真珠の耳飾りの少女 (レビュー)

適切なこじつけ
かのサルバドール・ダリが最も尊敬していた画家フェルメール。フェルメールの作品は30点くらいしかなく、その私生活ははっきりとした記録が残っていない。フェルメールの肖像画は、どちらかというと静物画のようであり、現代の写真機で撮影したような奥行き感が描かれていることで知られる。ほとんどの絵はフェルメールの部屋の中で描かれたものだが、この映画ではフェルメールの部屋を絵画のイメージを損なわないように丹念に再現した。フィルムの色遣いなど、絵画そのままである。見慣れた風景を別の角度から見るだけでも感動がある。映画とは一種のバーチャルリアリティ体験といえるが、この映画では殊更にそんな「空間」を意識させる。

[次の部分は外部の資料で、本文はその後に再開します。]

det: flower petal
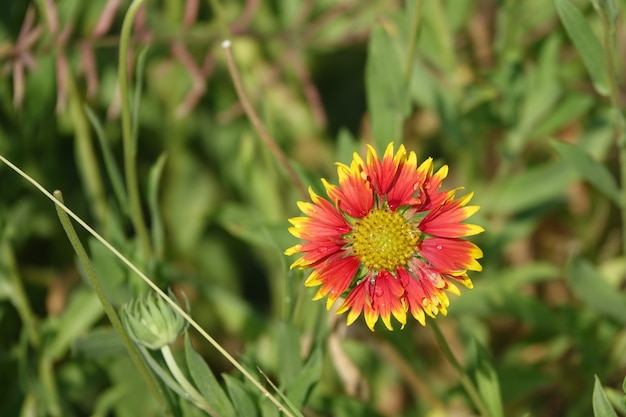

フェルメールの作品のうち、映画の題名にもなった名画「真珠の耳飾りの少女」はなぜか背景が描かれていない。フェルメールの絵はどれも閉じた構図であるが、「真珠の耳飾りの少女」の真っ暗なバックはそれよりももっと閉じた空間に見える。画家とモデル二人だけの永遠の世界。この絵から、さまざまな憶測が生まれたが、それを監督は1本のラブ・ストーリーに仕立て上げたわけだ。必ずしもこれは真実とはいえないが、自分なりに大胆な解釈をすることが、面白い映画になるというお手本である。あらゆるこじつけが白々しくなることなく、適切にドラマを盛り上げる。フィクションとノンフィクションの狭間を狙った実にうまい作り方だ。